How to use lists in R

[This article was first published on R for Public Health, and kindly contributed to R-bloggers]. (You can report issue about the content on this page here)
Want to share your content on R-bloggers? click here if you have a blog, or here if you don't.

In the last post, I went over the basics of lists, including constructing, manipulating, and converting lists to other classes. Knowing the basics, in this post, we’ll use the apply() functions to see just how powerful working with lists can be. I’ve done two posts on apply() for dataframes and matrics, here and here, so give those a read if you need a refresher.

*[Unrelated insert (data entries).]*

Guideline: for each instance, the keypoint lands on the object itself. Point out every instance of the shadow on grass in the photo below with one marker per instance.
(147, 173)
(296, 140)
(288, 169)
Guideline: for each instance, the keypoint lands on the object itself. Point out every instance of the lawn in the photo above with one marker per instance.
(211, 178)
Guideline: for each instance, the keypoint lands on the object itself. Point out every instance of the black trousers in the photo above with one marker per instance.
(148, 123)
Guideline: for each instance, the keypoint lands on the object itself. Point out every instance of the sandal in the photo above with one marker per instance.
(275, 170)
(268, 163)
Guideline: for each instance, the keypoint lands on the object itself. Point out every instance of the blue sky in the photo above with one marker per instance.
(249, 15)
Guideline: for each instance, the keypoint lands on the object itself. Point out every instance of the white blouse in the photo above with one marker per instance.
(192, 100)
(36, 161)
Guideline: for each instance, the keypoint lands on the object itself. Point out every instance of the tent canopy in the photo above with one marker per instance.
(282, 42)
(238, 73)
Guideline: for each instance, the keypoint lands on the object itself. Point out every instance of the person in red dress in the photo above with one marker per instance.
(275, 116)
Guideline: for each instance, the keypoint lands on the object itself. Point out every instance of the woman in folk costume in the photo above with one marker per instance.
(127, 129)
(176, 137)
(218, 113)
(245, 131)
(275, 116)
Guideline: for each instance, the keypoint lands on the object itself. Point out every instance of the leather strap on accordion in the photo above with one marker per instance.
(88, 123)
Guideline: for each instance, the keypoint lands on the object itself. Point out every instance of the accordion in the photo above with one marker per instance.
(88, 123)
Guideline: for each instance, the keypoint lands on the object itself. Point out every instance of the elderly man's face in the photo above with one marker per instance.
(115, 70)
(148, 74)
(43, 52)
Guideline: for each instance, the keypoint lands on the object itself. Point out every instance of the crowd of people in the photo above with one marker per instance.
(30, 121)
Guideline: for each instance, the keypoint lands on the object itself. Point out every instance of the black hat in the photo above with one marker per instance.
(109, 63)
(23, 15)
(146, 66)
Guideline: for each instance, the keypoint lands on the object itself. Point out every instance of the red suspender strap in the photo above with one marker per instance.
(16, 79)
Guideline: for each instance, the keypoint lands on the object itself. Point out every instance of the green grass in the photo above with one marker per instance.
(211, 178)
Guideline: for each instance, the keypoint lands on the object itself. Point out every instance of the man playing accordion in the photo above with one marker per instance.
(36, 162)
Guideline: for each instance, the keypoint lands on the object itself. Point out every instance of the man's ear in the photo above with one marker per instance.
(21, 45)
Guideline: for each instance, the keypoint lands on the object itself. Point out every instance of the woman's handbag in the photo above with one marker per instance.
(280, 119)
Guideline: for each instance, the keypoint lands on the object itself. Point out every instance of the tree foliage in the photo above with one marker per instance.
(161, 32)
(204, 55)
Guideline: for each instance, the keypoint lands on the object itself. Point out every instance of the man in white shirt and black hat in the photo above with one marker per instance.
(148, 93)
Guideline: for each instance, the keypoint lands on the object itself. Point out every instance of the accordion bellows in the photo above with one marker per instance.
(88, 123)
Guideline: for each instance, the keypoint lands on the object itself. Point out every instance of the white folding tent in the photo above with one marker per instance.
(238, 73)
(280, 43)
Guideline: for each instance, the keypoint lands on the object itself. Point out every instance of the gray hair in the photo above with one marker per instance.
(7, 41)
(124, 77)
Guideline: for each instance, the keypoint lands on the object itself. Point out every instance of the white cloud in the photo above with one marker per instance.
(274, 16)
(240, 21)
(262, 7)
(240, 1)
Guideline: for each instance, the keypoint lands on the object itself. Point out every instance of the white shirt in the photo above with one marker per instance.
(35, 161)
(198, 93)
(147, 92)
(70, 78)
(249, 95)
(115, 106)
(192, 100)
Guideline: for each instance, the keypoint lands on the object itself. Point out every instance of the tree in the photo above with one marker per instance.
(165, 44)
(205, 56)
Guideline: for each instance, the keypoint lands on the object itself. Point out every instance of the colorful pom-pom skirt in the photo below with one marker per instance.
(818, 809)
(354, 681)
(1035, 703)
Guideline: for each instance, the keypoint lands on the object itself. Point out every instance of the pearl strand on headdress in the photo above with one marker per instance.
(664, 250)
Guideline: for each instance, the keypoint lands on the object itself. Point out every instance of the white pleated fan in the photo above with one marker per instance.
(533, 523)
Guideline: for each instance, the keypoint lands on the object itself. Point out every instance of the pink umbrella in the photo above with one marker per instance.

Intro to apply-based functions for lists

There are a variety of apply()-based functions that can be used depending on what you want to do. The table below shows the function, what it inputs, and what it outputs:
Function Input Output
apply matrix vector or matrix
sapply vector or list vector or matrix
lapply vector or list list
For example, if you have a list and you want to produce a vector (of the same length), use sapply(). If you have a vector and want to produce a list of the same length, use lapply(). Let’s try an example. The syntax of lapply() is: lapply(INPUT, function(x) (Some function here)) where INPUT, as we see from the table above, must be a vector or a list, and function(x) is any kind of function that takeseach element of the INPUT and applies the function to it. The function can be something that already exists in R, or it can be a new function that you’ve written up. For example, let’s construct a list of 3 vectors like so:
mylist<-list(x=c(1,5,7), y=c(4,2,6), z=c(0,3,4))
mylist
## $x
## [1] 1 5 7
## 
## $y
## [1] 4 2 6
## 
## $z
## [1] 0 3 4
and now we can use lapply() to find the mean of each element of the list (mean of each of the vectors x, y, and z), and output to a new list:
lapply(mylist, function(x) mean(x))
## $x
## [1] 4.333333
## 
## $y
## [1] 4
## 
## $z
## [1] 2.333333
But let’s say we wanted the result in a vector, not in a list, for whatever reason. Instead of doing the above and then converting the list into a vector (using unlist() or ldply() or whatever), we can do this directly using sapply() instead oflapply(). That’s because, as you can see in table, sapply() can take in a list as the input, and it will return a vector (or matrix). Let’s try it:
sapply(mylist, function(x) mean(x))
##        x        y        z 
## 4.333333 4.000000 2.333333
This is really great! Anytime you want to do the same thing over and over again, put all those things in a list and then use one of the apply functions. This reduces the need to run a loop, which can take a lot longer. Let’s do another example where we write our own function this time:
#write function to find the span of numbers in a vector and check if it's larger than 5
span.fun<-function(x) {(max(x)-min(x))>=5}

#apply that function to the list
sapply(mylist, span.fun)
##     x     y     z 
##  TRUE FALSE FALSE

Creating a list using lapply()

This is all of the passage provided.